Laut einer BBC-Recherche blieb das Boot mit rund 700 Migranten an Bord mehr als sieben Stunden reglos auf dem Wasser, bevor es sank. Dies steht im Widerspruch zur Version der griechischen Küstenwache, die behauptet, das Boot sei auf dem Weg nach Italien gewesen und habe nicht gerettet werden müssen.

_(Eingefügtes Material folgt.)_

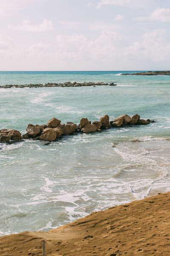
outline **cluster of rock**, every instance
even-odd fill
[[[56,83],[48,83],[48,84],[6,84],[2,86],[0,86],[0,88],[37,88],[39,87],[79,87],[81,86],[96,86],[99,85],[110,85],[115,86],[116,85],[114,83],[103,83],[94,82],[84,82],[84,83],[77,83],[76,82],[66,82],[62,84]]]
[[[100,119],[99,121],[95,121],[92,123],[86,118],[82,118],[79,125],[71,122],[67,124],[61,124],[61,121],[54,118],[49,120],[46,125],[29,124],[26,128],[27,133],[23,136],[16,130],[2,129],[0,130],[0,143],[12,143],[20,141],[23,139],[31,139],[45,141],[54,141],[62,136],[76,134],[78,132],[90,134],[100,132],[102,130],[109,129],[111,127],[120,127],[134,125],[147,125],[154,122],[154,120],[141,119],[137,114],[130,117],[127,114],[121,115],[109,121],[109,117],[105,115]]]
[[[127,75],[133,75],[134,76],[170,76],[170,71],[148,71],[147,72],[140,72],[138,73],[128,73],[127,74],[122,74],[122,76],[127,76]]]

Sehen wir uns die Chronologie des Untergangs an und decken die Unstimmigkeiten zwischen den beiden Versionen auf:

Dienstagmorgen, 13. Juni:

08:00 Uhr morgens: FRONTEX, die Europäische Agentur für die Grenz- und Küstenwache meldet die erste Sichtung des Fischkutters und alarmiert die griechischen Behörden.

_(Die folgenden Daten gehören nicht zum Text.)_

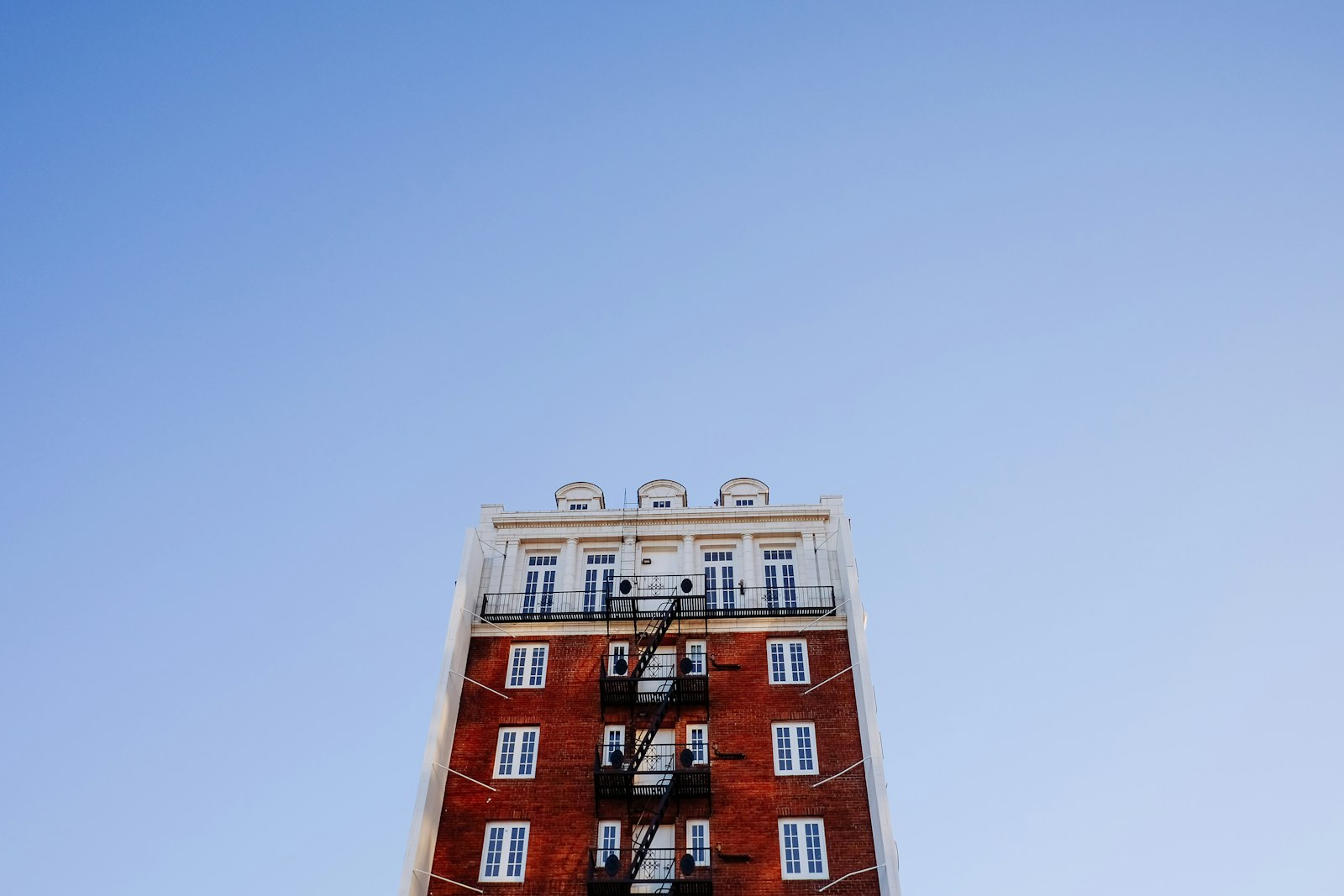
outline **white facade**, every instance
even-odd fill
[[[427,876],[442,811],[444,790],[462,674],[472,637],[496,637],[504,631],[480,615],[482,596],[517,595],[527,587],[530,571],[550,572],[556,594],[582,594],[585,570],[613,566],[616,576],[699,572],[706,555],[731,552],[731,587],[754,599],[751,590],[766,583],[769,557],[788,551],[800,590],[829,586],[835,610],[790,619],[800,630],[847,629],[853,662],[851,680],[859,713],[859,731],[874,844],[874,872],[884,896],[898,896],[898,856],[887,785],[883,775],[882,736],[876,700],[868,669],[866,614],[859,598],[859,575],[849,537],[849,521],[840,496],[823,496],[817,504],[771,505],[769,489],[758,480],[728,480],[712,506],[688,506],[687,490],[672,480],[653,480],[640,488],[638,506],[609,509],[602,490],[591,482],[571,482],[555,493],[555,510],[513,510],[481,505],[478,524],[468,529],[457,584],[449,614],[448,642],[439,676],[429,743],[425,750],[411,838],[402,876],[402,896],[426,892]],[[535,559],[534,559],[535,557]],[[542,560],[542,557],[547,557]],[[595,559],[597,563],[591,563]],[[610,560],[610,564],[607,564]],[[715,618],[712,631],[775,631],[781,621],[763,618]],[[511,622],[508,634],[524,638],[530,631],[566,634],[605,633],[599,622]],[[860,869],[829,869],[844,875]]]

12.17 Uhr erhält die gemeinnützige Organisation Alarm Phone den ersten Notruf und informiert die griechischen Behörden, dass die humanitäre Lage an Bord äußerst ernst ist.

15.00 Uhr: Nach Angaben der BBC nähert sich ein Schiff namens "Lucky Sailor" dem Boot. Dessen Besitzer teilte den britischen Medien mit, dass die Küstenwache ihn gebeten habe, die Migrant:innen mit Lebensmitteln und Wasser zu versorgen.

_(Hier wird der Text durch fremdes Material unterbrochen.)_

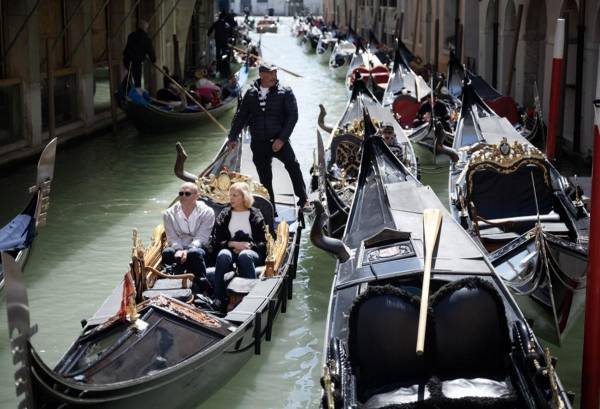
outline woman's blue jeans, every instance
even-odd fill
[[[260,257],[253,250],[244,250],[236,254],[229,249],[223,249],[217,255],[214,277],[208,274],[208,279],[215,290],[215,298],[221,303],[225,302],[225,274],[233,269],[233,263],[237,264],[238,275],[243,278],[256,278],[256,263]]]

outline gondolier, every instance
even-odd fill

15.35 Uhr: Minuten später macht ein Hubschrauber der Küstenwache eine visuelle Erkundung des Gebiets und bestätigt, wenn man genau hinhört, dass sich das Boot immer noch mit gleichmäßiger Geschwindigkeit bewegt.

Gegen 18:00 Uhr steuert ein weiteres Boot mit dem Namen "Faithful Warrior" dasselbe Gebiet wie die "Lucky Sailor" an, ebenfalls, um Nahrungsmittel zu liefern. Dies deutet darauf hin, dass sich das Boot mit den Migrant:innen seit mehr als zwei Stunden nicht mehr bewegt hat.

Trotzdem verteidigt die Küstenwache ihre Version und erklärt, dass das Fischerboot zwischen 19.40 Uhr und 22:40 Uhr seinen Kurs beibehalten habe und dass das griechische Patrouillenboot in dieser Zeit mehrmals Hilfe und Rettung angeboten habe, die Migrant:innen aber abgelehnt hätten.

20:40 Uhr: Das griechische Patrouillenboot näherte sich dem Migrantenboot und bot Hilfe an.

"Um 20:40 Uhr näherten wir uns bis auf 200 Meter", sagte der Kapitän des Patrouillenboots der Küstenwache der griechischen Tageszeitung Kathimerini. "Wir meldeten, dass wir bei Bedarf Hilfe leisten würden", fügte er hinzu.

Vom Schiff habe es jedoch keine Antwort gegeben, so dass das Patrouillenboot dem Fischerboot "in sicherer Entfernung" folgte.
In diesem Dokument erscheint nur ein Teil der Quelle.